5 training steps to improve office communication

One of the most important things any business organization can do is make sure its internal and external communication efforts are as seamless as possible. When this is a top priority for a company, the number of misunderstandings that can cause project delays, or work to be done improperly, are kept to a minimum. That, in turn, means there's less backtracking and everyone is maximizing their time on an ongoing basis.

What can you do to make this ideal part of your communications training? We have some suggestions:

1) Assess your current situation

Even before you begin training, you want to make sure that everyone is on common ground and pulling in the same direction, according to Axero Solutions. Put another way, you have to know what your current comms processes look like — and how they may be at least somewhat inefficient — before you can start training for more effective efforts. As such, a thorough review is necessary and will inform next steps as you build out your communications training efforts.

2) Ensure everyone is fully familiar with your software

Often, people come to your company with plenty of experience using all kinds of business software, but if it's not the kind your company uses regularly, all those skills may not be particularly helpful, Axero Solutions noted. Whatever platforms you use for inter-office or even external communications, make sure all employees have a base level of comfort and can effectively use all the features they need.

3) Make documents easily accessible to those who need them

One of the biggest communications breakdowns for businesses is when they need to be able to access a critical document but cannot do so quickly or easily, according to Syndeo. When there are, perhaps, a relatively small number of physical copies available, or data is siloed off digitally and necessary stakeholders don't have the right permissions, that creates needless back and forth that's better off avoided before it arises.

4) Make it a culture issue

Many people want to keep working the way they've always worked, and that may include being resistant to following new training about more effective communications, Syndeo advised.
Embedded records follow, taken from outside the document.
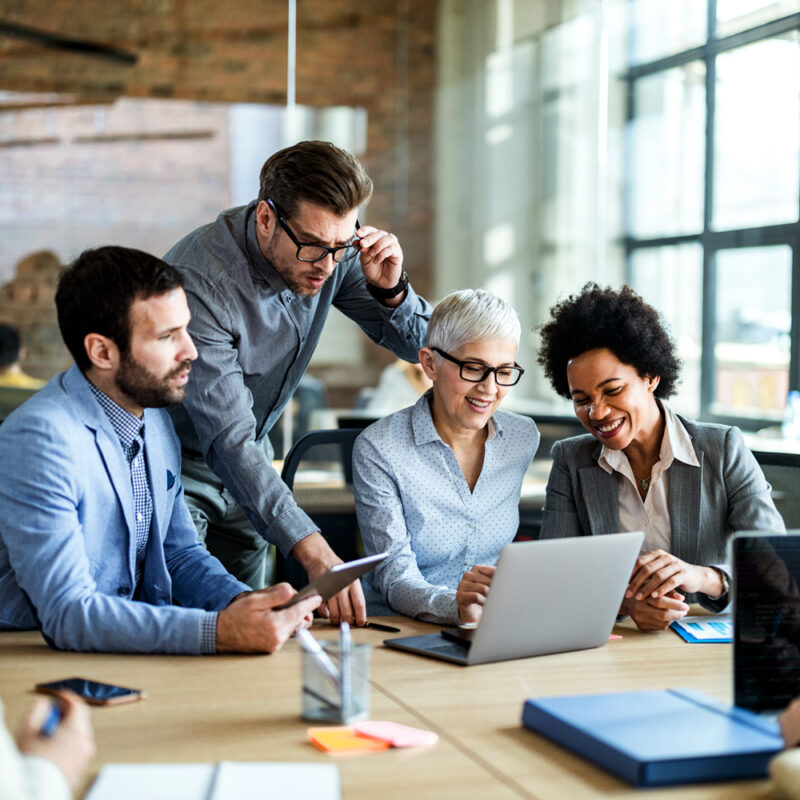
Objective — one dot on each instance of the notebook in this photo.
(658, 737)
(547, 596)
(766, 620)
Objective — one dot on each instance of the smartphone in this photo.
(94, 692)
(335, 579)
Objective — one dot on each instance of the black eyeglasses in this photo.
(315, 252)
(475, 371)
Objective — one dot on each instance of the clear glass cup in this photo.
(343, 700)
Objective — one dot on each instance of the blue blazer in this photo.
(707, 504)
(68, 533)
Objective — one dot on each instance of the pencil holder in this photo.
(330, 698)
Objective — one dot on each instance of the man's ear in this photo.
(102, 351)
(265, 218)
(427, 360)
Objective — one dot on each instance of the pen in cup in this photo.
(345, 646)
(314, 649)
(52, 721)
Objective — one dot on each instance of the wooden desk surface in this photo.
(248, 708)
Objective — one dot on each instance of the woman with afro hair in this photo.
(688, 485)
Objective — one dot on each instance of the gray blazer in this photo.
(707, 505)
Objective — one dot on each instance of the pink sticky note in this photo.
(397, 735)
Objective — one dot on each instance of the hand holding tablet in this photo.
(335, 579)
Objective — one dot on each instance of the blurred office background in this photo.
(526, 146)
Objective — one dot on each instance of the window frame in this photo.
(712, 241)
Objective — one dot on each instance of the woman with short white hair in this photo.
(437, 484)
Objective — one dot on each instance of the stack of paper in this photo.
(228, 780)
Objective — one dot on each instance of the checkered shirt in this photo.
(130, 432)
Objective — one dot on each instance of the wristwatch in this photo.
(726, 583)
(387, 294)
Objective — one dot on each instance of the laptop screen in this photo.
(766, 641)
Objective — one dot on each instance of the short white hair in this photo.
(471, 315)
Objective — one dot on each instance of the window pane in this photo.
(670, 279)
(751, 338)
(757, 137)
(662, 27)
(667, 152)
(739, 15)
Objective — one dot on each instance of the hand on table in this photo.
(71, 746)
(251, 624)
(655, 613)
(473, 589)
(658, 573)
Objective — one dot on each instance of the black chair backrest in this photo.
(344, 437)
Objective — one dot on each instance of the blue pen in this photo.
(345, 646)
(54, 717)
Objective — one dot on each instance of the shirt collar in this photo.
(424, 429)
(127, 426)
(675, 444)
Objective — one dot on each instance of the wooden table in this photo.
(247, 708)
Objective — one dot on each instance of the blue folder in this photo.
(658, 738)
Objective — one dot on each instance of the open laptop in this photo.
(547, 596)
(766, 620)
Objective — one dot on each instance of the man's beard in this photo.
(294, 284)
(147, 389)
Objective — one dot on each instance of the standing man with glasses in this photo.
(260, 281)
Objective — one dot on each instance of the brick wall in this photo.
(378, 55)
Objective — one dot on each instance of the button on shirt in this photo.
(650, 515)
(130, 432)
(413, 501)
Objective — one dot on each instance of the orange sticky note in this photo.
(397, 735)
(343, 740)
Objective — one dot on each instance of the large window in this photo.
(713, 194)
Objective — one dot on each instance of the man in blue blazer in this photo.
(96, 543)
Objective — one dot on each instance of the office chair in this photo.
(337, 524)
(782, 470)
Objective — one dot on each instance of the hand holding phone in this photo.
(94, 692)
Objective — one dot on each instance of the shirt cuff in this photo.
(208, 633)
(291, 527)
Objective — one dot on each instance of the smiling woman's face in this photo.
(614, 403)
(462, 404)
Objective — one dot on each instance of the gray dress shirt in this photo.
(255, 339)
(414, 502)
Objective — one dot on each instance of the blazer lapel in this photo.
(684, 508)
(110, 449)
(156, 472)
(601, 499)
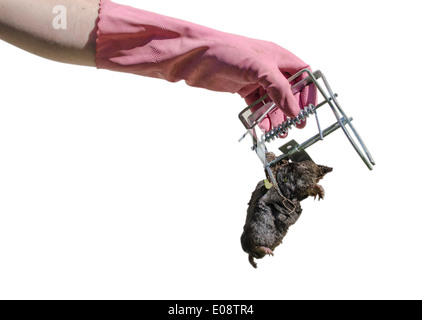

However, if you highlight why this kind of change to a more effective approach is a net benefit for all involved, you're more likely to get the buy-in you need to succeed. When you tie proper communication to your overall company culture, everyone knows what to expect from one another.

5) Encourage openness about sharing information

While total transparency is difficult to achieve, encourage your employees to continually share information and documents about their progress on a given project, according to Jostle. This way, no one has to chase down mission-critical details, and it's all stored in a repository that everyone knows about and can access. Training workers to be more proactive about this kind of effort will help them get used to the change, but eventually change their behaviors to the point that the new and improved approach is second nature.